Des centaines de postes supprimés, des habitudes de travail chamboulées et des soins dégradés  : voilà ce qui attend l’AP-HP d’après les syndicats. Quand on sait que les chiffres, les estimations, les dates annoncées par le conseil exécutif sont plus qu’approximatifs, l’incertitude est totale. Pour le professeur Bernard Granger, secrétaire du Mouvement de défense de l’hôpital public, regrouper n’est pas forcément une mauvaise chose. « Des rénovations sont nécessaires mais pas dans une telle panique  ! » constate-t-il. S’il y a urgence, c’est que les hôpitaux publics sont maintenant sous le joug d’une logique plus économique que de service public. Depuis l’instauration de la T2A (la tarification à l’acte) en 2007, la logique comptable régit le fonctionnement de l’hôpital. Les recettes des hôpitaux sont amoindries, car les actes médicaux ne sont pas facturés à leur juste prix, selon les détracteurs de la T2A. Ce qui contribue encore plus à creuser le déficit des hôpitaux, un cercle sans fin. La réformes HPST (hôpital patient santé territoire) a achevé de mettre en place cette logique. « Le mode de gestion actuel ne prend pas en compte les besoins des patients », estime Bernard Granger. Après le choc de la découverte du plan dans la presse, les syndicats ont rencontré jeudi la direction de l’AP-HP . « Nous n’avons pas de marge de négociations, nous subissons le projet. Les conséquences sur l’offre de soins avec les suppressions d’emplois vont être désastreuses », constate Rose-May Rousseau, secrétaire de la CGT à l’AP-HP.
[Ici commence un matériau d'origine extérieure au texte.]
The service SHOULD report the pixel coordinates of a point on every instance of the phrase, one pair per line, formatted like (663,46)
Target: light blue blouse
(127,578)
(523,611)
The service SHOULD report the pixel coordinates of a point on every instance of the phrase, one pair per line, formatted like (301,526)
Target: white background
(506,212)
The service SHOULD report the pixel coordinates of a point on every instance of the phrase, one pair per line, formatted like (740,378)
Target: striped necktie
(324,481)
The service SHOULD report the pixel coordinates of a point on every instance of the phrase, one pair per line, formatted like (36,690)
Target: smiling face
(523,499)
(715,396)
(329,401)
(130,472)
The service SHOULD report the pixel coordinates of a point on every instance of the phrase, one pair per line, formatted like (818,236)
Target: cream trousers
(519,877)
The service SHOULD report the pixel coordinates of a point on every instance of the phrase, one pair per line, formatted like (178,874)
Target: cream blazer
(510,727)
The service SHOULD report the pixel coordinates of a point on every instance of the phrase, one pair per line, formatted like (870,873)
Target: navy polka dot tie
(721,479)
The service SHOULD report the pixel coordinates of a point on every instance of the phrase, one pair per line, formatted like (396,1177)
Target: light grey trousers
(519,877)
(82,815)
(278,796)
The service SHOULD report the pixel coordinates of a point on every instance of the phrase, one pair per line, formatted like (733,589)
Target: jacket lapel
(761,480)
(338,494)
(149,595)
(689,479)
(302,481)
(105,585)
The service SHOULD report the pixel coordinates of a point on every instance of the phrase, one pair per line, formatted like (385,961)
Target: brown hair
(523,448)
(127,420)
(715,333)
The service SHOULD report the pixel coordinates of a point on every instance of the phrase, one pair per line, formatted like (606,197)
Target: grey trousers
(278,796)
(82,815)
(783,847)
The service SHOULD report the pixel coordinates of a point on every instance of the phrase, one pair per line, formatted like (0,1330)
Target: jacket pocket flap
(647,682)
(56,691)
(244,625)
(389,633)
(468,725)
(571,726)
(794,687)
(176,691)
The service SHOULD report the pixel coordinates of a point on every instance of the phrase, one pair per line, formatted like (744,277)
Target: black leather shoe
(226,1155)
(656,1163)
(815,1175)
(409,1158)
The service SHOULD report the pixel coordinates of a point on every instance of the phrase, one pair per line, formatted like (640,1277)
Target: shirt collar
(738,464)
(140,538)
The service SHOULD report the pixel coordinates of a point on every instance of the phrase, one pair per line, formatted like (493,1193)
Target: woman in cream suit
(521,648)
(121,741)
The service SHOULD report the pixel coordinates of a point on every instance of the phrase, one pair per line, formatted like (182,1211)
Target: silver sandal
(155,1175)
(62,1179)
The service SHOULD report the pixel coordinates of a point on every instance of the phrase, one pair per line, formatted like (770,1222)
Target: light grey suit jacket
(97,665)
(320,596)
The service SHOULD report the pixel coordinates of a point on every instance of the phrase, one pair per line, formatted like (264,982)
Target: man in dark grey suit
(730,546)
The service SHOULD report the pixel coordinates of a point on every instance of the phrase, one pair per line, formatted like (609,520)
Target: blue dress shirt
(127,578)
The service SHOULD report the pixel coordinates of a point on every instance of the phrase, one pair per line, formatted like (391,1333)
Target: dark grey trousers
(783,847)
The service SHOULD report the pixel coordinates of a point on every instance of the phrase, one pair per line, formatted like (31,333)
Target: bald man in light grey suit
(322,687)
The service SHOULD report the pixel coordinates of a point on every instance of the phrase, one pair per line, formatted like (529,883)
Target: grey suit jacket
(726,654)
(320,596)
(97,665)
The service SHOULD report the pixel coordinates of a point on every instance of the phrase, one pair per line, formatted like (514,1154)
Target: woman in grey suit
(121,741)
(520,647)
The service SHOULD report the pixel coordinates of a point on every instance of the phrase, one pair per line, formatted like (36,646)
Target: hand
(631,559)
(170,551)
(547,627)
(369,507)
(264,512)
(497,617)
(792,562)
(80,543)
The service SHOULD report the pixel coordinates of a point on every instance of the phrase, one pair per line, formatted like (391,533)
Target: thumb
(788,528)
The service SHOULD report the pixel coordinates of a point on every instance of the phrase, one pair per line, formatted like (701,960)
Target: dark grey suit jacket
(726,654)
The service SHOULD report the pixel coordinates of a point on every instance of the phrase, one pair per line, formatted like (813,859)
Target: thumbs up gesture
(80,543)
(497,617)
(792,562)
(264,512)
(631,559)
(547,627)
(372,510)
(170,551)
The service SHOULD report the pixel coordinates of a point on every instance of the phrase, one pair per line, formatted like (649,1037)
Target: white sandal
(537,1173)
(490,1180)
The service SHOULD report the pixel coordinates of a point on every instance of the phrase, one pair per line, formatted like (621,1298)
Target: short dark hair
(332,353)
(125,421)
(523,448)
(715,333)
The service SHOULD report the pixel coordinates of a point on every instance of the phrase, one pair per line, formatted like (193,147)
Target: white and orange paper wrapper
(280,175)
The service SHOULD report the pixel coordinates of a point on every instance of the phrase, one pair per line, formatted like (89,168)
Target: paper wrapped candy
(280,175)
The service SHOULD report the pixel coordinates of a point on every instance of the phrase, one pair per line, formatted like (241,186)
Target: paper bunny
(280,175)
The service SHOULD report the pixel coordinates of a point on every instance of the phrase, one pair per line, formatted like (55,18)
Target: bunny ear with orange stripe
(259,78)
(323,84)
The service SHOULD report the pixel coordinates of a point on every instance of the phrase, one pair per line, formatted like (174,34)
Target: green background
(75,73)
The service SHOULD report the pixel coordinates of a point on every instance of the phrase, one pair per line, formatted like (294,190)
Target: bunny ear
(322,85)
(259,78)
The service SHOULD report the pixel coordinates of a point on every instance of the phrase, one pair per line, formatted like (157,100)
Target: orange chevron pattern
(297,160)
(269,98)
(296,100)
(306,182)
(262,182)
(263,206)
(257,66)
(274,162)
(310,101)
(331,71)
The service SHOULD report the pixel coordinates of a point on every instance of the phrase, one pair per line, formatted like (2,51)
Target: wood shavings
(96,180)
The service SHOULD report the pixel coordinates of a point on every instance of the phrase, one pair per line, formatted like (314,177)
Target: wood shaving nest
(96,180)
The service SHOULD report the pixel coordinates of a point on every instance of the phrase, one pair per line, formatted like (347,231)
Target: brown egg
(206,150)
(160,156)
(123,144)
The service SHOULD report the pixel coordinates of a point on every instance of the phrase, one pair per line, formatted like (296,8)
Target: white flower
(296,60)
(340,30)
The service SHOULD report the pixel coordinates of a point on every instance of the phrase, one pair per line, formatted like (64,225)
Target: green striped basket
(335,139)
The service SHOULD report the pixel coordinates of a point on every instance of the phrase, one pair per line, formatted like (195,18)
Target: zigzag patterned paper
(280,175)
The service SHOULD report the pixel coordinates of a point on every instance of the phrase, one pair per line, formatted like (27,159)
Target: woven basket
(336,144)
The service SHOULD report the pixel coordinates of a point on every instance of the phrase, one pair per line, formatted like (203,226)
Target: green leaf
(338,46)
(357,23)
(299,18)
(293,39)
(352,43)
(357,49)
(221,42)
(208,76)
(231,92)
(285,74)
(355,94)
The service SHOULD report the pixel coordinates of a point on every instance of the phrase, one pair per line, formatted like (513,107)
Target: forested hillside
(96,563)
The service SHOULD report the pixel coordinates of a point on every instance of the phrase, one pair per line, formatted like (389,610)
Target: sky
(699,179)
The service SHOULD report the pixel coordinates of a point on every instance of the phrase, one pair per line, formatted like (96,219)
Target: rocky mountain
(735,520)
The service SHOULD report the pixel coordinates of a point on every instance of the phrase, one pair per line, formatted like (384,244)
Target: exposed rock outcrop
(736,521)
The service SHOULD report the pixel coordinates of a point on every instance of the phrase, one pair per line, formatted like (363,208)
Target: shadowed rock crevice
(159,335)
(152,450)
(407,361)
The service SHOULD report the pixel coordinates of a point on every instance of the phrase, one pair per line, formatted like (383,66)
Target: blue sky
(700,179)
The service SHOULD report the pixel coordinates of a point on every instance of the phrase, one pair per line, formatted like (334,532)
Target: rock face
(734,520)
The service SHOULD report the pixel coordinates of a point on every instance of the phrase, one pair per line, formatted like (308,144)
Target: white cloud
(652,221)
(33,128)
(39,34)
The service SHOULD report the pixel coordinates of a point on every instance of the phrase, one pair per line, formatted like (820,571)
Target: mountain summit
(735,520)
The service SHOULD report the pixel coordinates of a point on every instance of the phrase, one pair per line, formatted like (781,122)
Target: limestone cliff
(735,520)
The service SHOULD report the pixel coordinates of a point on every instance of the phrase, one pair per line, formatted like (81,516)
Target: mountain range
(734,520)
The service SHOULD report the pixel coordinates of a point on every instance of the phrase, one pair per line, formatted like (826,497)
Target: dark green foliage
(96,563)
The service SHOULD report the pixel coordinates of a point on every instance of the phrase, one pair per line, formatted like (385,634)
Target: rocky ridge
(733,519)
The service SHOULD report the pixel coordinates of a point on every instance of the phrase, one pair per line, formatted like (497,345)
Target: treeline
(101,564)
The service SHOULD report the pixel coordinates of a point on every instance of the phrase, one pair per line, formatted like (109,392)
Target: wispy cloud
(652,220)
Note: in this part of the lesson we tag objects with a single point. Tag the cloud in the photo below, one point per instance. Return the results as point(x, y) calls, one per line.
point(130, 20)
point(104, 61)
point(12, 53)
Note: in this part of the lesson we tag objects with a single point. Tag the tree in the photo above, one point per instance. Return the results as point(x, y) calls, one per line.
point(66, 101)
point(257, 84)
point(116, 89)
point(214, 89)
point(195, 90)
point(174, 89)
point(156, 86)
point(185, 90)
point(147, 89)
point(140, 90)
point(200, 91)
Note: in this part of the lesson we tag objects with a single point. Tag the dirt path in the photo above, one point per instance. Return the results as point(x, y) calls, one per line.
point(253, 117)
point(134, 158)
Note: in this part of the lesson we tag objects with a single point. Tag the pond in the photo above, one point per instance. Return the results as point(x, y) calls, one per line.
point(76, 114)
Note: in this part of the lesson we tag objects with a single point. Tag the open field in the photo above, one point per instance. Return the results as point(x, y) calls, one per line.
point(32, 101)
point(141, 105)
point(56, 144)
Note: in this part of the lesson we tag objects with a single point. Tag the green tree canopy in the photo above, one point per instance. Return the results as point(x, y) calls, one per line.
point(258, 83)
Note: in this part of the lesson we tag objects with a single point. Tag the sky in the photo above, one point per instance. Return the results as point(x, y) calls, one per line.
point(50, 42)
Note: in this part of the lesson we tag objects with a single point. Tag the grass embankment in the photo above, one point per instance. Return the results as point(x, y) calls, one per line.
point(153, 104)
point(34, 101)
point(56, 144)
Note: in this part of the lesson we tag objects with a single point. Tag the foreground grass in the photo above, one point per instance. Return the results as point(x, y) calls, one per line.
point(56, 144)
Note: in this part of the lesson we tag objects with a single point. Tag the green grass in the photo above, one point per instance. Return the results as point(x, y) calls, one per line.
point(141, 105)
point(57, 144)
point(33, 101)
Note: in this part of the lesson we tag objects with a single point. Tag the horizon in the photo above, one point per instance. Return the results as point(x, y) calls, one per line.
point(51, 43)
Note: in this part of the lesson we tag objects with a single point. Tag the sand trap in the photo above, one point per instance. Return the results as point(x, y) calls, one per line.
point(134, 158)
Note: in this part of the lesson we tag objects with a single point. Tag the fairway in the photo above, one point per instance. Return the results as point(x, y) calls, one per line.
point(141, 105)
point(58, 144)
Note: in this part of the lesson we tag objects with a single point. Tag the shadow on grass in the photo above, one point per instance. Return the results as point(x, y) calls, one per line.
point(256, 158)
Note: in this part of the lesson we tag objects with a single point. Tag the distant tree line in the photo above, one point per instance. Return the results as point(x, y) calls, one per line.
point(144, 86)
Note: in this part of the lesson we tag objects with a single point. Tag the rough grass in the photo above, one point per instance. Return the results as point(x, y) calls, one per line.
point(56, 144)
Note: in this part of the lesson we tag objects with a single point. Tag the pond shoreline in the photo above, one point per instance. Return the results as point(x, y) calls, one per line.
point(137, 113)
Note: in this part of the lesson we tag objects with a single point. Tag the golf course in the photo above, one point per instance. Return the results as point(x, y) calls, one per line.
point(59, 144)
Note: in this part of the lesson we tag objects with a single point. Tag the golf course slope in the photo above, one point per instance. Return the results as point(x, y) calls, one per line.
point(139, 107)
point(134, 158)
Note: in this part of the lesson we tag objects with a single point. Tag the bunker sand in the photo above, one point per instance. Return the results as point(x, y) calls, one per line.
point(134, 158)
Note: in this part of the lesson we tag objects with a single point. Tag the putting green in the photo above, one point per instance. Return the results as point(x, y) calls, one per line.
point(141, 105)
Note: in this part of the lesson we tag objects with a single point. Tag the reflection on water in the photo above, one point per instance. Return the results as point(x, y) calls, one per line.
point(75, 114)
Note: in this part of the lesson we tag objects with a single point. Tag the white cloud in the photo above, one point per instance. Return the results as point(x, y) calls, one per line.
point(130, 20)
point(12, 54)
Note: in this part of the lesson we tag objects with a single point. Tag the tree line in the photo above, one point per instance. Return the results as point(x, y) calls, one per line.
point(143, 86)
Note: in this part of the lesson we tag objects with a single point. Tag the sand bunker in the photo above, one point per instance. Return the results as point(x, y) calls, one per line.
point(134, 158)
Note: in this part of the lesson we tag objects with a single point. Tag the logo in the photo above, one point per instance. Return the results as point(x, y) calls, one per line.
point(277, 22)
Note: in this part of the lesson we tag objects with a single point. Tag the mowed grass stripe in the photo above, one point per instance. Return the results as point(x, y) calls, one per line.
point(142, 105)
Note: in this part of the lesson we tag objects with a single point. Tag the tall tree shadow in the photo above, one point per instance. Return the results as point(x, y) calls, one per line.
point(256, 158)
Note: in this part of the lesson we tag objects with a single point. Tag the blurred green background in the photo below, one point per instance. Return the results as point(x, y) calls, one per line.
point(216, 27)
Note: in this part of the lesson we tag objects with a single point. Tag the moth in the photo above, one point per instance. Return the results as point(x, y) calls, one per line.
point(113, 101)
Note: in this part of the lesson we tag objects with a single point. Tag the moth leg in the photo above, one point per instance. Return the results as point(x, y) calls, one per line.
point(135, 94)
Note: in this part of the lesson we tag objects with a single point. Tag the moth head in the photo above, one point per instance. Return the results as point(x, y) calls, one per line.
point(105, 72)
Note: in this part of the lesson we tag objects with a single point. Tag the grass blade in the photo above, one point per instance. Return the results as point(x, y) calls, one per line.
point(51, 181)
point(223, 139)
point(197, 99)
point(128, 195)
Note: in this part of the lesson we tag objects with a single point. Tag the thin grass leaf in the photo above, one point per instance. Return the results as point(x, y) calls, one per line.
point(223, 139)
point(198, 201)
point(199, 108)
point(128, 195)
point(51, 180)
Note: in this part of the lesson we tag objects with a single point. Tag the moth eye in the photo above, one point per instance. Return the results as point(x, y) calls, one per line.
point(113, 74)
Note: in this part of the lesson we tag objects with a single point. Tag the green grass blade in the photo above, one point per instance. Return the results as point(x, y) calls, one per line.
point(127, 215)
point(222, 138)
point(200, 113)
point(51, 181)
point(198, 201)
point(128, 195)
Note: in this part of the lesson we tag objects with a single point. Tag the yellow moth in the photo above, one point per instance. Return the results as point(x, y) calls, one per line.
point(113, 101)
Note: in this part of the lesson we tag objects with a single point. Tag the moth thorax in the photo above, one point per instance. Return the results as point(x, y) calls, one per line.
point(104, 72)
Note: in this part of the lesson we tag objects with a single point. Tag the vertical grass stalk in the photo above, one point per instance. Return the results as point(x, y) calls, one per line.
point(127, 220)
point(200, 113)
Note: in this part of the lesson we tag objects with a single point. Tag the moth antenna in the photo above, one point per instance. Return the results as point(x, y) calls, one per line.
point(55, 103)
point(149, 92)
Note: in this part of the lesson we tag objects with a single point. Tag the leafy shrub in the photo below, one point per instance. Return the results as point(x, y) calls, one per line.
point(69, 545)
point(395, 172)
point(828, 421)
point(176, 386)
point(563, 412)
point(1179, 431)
L’intersyndicale contre le démantèlement

Les syndicats de l’AP-HP (FO, Usap-CGT, SUD et CFTC), organisés en intersyndicale, s’érigent contre le démantèlement de l’Assistance publique. Ils s’opposent à la destruction du plus grand CHU européen et appellent à organiser des assemblées générales. Deux ont déjà eu lieu à Trousseau et à l’Hôtel-Dieu. Ils exigent l’arrêt des suppressions d’emplois et des fermetures de services. De leur côté, les professeurs du Mouvement de défense de l’hôpital public menacent toujours de démissionner de leur fonction administrative de l’AP-HP si les suppressions de postes venaient à se faire « sans justifications médicales ». C’est-à-dire sans impact sur la qualité des soins. Médecins et syndicats sont en contact pour mener une lutte commune contre la mort de l’hôpital public.